Air temperature is only one metric to know when setting off to exercise: The higher the humidity, the slower sweat is able to evaporate from the skin, making it tougher for the body to cool itself during exercise.
Spot trouble signs
Exercise with other people and near somewhere you can cool off if you get too hot. Dr. Minson says he sometimes knocks on the door of a house during a run to ask if he could duck into the sprinkler. Wear clothes made of synthetic fabric designed to help move sweat away from the body.
Serious heat illness can occur suddenly and without predictable warning.
Heat illness doesn’t follow a linear progression from involuntary muscle spasms called heat cramps to more serious heat exhaustion, the symptoms of which include heavy sweating and faint rapid pulse, to most serious, which is heat stroke.
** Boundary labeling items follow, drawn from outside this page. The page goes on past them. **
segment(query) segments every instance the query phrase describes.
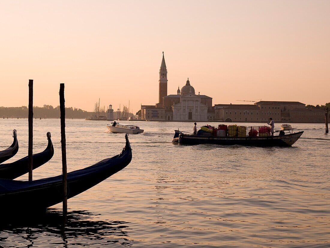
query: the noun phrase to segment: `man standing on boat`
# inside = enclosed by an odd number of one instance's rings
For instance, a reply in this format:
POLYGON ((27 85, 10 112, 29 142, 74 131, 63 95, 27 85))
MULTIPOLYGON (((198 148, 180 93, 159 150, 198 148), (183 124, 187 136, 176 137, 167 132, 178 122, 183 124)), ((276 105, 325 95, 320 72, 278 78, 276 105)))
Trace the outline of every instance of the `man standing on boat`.
POLYGON ((197 123, 195 122, 194 124, 195 124, 195 126, 194 126, 194 134, 196 134, 197 133, 197 127, 196 126, 197 123))
POLYGON ((267 124, 270 125, 270 131, 272 133, 272 136, 274 136, 274 120, 271 117, 269 118, 269 120, 270 121, 270 123, 267 124))

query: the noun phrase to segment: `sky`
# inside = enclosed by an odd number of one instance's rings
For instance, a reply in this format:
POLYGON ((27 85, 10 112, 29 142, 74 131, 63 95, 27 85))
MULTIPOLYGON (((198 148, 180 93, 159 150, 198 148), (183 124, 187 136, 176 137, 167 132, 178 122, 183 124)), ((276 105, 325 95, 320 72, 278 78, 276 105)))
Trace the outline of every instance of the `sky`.
POLYGON ((329 1, 0 1, 0 106, 158 102, 189 78, 213 104, 330 102, 329 1))

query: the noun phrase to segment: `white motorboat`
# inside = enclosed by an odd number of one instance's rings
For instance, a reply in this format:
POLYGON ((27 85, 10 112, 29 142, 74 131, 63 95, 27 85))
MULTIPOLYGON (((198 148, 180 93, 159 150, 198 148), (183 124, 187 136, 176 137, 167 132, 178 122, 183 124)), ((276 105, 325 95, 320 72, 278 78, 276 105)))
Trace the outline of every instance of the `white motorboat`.
POLYGON ((116 124, 116 126, 107 125, 107 127, 112 133, 120 133, 130 134, 137 134, 143 133, 143 129, 140 129, 137 126, 133 125, 121 125, 116 124))
POLYGON ((289 130, 292 129, 292 127, 289 124, 282 124, 281 125, 281 130, 289 130))

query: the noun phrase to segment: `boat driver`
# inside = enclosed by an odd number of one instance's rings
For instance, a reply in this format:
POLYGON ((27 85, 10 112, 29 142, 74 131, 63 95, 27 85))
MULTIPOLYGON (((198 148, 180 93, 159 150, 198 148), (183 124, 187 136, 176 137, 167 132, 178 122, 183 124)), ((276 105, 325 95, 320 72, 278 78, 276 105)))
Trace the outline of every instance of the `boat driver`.
POLYGON ((272 133, 272 136, 274 136, 274 120, 271 117, 269 118, 269 120, 270 121, 270 123, 267 124, 270 125, 270 131, 272 133))

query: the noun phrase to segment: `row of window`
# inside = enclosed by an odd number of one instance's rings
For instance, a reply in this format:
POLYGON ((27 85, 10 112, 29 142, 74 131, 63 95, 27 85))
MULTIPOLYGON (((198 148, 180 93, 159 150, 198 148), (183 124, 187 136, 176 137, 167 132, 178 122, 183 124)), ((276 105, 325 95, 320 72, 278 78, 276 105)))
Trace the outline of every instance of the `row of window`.
MULTIPOLYGON (((249 113, 249 112, 248 111, 244 111, 244 112, 243 112, 243 115, 248 115, 249 113)), ((263 114, 264 114, 263 113, 264 113, 263 112, 261 112, 261 115, 263 115, 263 114)), ((253 112, 251 112, 251 113, 250 113, 251 115, 253 115, 253 112)), ((258 115, 259 114, 259 112, 257 112, 257 115, 258 115)), ((268 115, 270 115, 272 114, 272 113, 270 111, 269 111, 268 112, 268 115)), ((231 112, 229 112, 229 114, 231 114, 231 112)), ((228 114, 228 111, 226 111, 226 114, 228 114)), ((237 112, 235 112, 235 114, 237 114, 237 112)), ((242 115, 242 112, 240 112, 240 114, 242 115)), ((267 115, 267 113, 266 112, 265 112, 265 115, 267 115)), ((280 115, 280 113, 278 112, 273 112, 273 115, 280 115), (275 114, 274 114, 274 113, 275 113, 275 114)))
MULTIPOLYGON (((294 116, 292 116, 292 117, 294 117, 294 116)), ((298 118, 295 118, 294 119, 294 120, 298 120, 298 118)), ((320 118, 320 120, 321 120, 322 119, 322 118, 320 118)), ((304 120, 304 118, 303 118, 300 117, 299 118, 299 120, 300 120, 300 121, 303 121, 304 120)), ((310 121, 311 120, 311 118, 309 117, 308 118, 308 120, 310 120, 310 121)), ((313 118, 313 121, 315 120, 314 119, 314 118, 313 118)), ((318 121, 318 118, 316 118, 316 120, 318 121)))
MULTIPOLYGON (((235 120, 236 120, 237 119, 237 118, 235 118, 235 120)), ((240 118, 240 120, 241 120, 242 119, 242 118, 240 118)), ((259 120, 259 119, 258 118, 257 118, 256 119, 256 120, 257 120, 257 121, 258 120, 259 120)), ((266 120, 269 120, 269 119, 267 119, 267 118, 265 118, 265 121, 266 120)), ((274 120, 276 120, 276 118, 274 118, 274 120)), ((253 121, 253 118, 251 118, 251 120, 253 121)), ((264 120, 264 118, 261 118, 261 120, 262 121, 264 120)), ((277 118, 277 120, 278 120, 278 120, 280 120, 280 119, 279 118, 277 118)), ((245 121, 248 121, 248 118, 247 118, 246 117, 246 118, 245 118, 245 121)))
MULTIPOLYGON (((275 109, 280 109, 280 107, 272 107, 272 109, 274 109, 274 108, 275 108, 275 109)), ((264 108, 263 106, 261 106, 261 108, 264 108)), ((266 107, 266 106, 265 106, 265 109, 266 109, 267 108, 267 107, 266 107)), ((268 107, 268 109, 270 109, 270 107, 268 107)))

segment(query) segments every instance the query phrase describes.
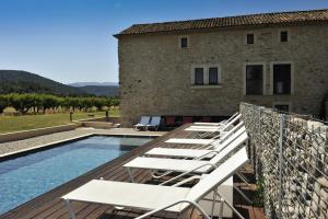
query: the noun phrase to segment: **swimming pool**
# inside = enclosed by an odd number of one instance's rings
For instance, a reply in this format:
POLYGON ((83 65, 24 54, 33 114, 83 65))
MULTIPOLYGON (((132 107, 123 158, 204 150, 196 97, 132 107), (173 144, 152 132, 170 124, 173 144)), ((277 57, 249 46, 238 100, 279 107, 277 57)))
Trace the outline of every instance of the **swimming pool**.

The symptoms of the different conditions often overlap and don’t occur in a particular order, trainers and physiologists say.
Perception—how hot you feel—can be a useful indicator of heat stress. Dr. Minson uses a one to 10 scale to gauge how well his college students and Olympic athletes are adapting to the heat. A rating of nine or 10, which means miserably hot, is a warning sign, he says.
Other warning signs include dizziness, lightheadedness and fatigue. If those develop, slow down or quit your workout and cool off. If your clothes are saturated, take them off so your sweat can evaporate. Drink fluids; use cold water or towels to cool the body; get into the shade.
If a person becomes disoriented or confused, or stutters or vomits, that can signal heat stroke, the most serious heat illness. In that case, call 911 and get immediate medical help.
“I encourage people to embrace the heat,” says Dr. Minson. “But do it smartly.”